Another huge benefit? Improved safety.
“We are able to collect data with equipment, which means reducing the amount of time our surveyors are in harm’s way on busy roadways and corridors,” he said. “You can’t put a dollar amount on someone’s life, and this helps keep our surveyors coming home to their loved ones.”
Houston Engineering has surveyed areas in Minnesota with uneven terrain and a lot of tree cover, which LiDAR can easily penetrate, McLaughlin said. The team has also deployed drone-based LiDAR to survey rural highways in North and South Dakota that are 15 to 20 miles long, finishing cross section surveys in about a day’s time.
“Guys out in the field following line of sight can see a change of condition in real time and can adapt,” McLaughlin said. “It’s very handy for us in the field to be able to say ‘this looks great,’ or ‘maybe we need to look at this a little closer.’ It really does an amazing job.
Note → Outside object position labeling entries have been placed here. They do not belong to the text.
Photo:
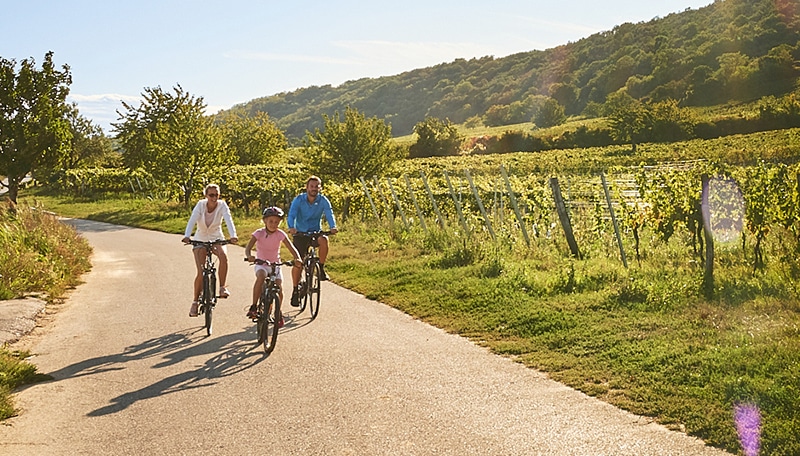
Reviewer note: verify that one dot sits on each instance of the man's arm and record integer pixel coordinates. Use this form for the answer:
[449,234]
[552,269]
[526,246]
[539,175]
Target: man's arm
[291,217]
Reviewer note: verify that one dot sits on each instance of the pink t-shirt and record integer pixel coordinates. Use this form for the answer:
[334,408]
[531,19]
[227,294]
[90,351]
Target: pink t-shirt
[268,247]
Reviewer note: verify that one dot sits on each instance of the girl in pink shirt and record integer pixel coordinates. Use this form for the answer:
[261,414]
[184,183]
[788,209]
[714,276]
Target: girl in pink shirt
[267,242]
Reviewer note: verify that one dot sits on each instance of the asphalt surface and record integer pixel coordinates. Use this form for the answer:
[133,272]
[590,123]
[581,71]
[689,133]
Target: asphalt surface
[133,375]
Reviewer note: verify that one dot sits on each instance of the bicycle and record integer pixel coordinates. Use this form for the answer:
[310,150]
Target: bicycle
[268,309]
[208,293]
[309,286]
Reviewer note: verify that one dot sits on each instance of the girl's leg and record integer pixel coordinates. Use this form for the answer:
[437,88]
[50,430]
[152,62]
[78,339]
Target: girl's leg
[259,285]
[199,259]
[223,270]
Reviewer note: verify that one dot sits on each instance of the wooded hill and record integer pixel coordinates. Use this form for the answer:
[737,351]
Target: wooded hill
[731,50]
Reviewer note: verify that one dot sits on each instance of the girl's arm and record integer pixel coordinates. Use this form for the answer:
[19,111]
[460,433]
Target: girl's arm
[192,221]
[291,248]
[250,245]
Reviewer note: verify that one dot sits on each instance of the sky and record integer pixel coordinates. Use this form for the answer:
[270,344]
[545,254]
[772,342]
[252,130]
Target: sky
[232,51]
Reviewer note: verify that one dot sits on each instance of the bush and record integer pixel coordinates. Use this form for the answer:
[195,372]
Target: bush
[38,253]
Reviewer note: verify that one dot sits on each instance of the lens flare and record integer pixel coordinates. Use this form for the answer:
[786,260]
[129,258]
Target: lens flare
[748,424]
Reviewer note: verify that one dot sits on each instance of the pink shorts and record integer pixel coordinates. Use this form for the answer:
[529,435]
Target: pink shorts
[267,269]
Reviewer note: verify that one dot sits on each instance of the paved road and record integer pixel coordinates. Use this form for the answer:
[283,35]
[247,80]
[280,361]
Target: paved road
[133,375]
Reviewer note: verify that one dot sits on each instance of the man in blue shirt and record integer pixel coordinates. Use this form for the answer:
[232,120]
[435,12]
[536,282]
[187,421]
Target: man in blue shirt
[305,215]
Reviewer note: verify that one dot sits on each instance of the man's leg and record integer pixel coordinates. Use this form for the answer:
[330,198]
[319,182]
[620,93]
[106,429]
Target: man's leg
[323,255]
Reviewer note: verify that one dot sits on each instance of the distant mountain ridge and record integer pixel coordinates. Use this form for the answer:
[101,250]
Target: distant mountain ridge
[728,50]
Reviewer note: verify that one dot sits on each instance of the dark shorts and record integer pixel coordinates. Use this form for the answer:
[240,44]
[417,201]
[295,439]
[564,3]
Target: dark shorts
[303,243]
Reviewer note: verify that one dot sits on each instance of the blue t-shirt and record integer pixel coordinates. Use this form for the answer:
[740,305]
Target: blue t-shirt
[305,216]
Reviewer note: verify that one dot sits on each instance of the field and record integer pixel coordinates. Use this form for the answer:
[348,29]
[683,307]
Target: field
[646,337]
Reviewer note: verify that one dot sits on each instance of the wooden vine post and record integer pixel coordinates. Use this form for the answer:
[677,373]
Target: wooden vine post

After a project in Rapid City, we got the survey back and the amount of points were so intense it actually almost painted a colored picture of the canyons and hills out there. We get some really cool imagery.”
Using the Data
The DOTS, counties and cities Houston Engineering typically works for use the survey information collected to help design and construct transportation projects, McLaughlin said. These surveys serve as baseline for a roadway’s existing conditions, with any improvements compared against it to accurately determine quantities and costs.
The deliverables clients want varies, McLaughlin said, but the survey information collected is typically provided in a digital format that can easily be incorporated into Microstation, AutoCAD or other design platforms.
“Having an accurate survey is critical to ensuring that projects are completed within estimated budgets,” McLaughlin said. “LiDAR allows us to collect significantly more data at a reduced cost, thereby improving existing ground accuracies, resulting in more accurate quantities, and reduced risk for costly change orders. They also initially spend less on the survey when compared to traditional methods.”
LiDAR Sensors, Working Together
SkySkopes deploys the Reigl Vux 1 Ranger LiDAR sensor because it is the “most accurate,” SkySkopes CEO and Chairman Matt Dunlevy said, with the “best ability” to penetrate different vegetation.
The feature that really sets the sensor apart, however, is the attached electro optical camera, Dunlevy said. The camera is attached at oblique angles to colorize the point clouds.
Often, firms like Houston Engineering use the drone-based LiDAR in tandem with other LiDAR sensors, such as mobile scanners, another service SkySkopes provides. Combining the sensor data leads to an even more accurate and dense point cloud.
“We have different options we can use with LiDAR technology, whether it’s hooked to a helicopter, which we have done recently with SkySkopes, a drone, a vehicle like a mobile scanner or all three,” McLaughlin said. “We might use a combination of the technology and intertwine the LiDAR imagery all together with different set ups. It’s easy to marry those different acquisitions together. Whether we go down one path or combine the different surfaces, what we get is phenomenal.”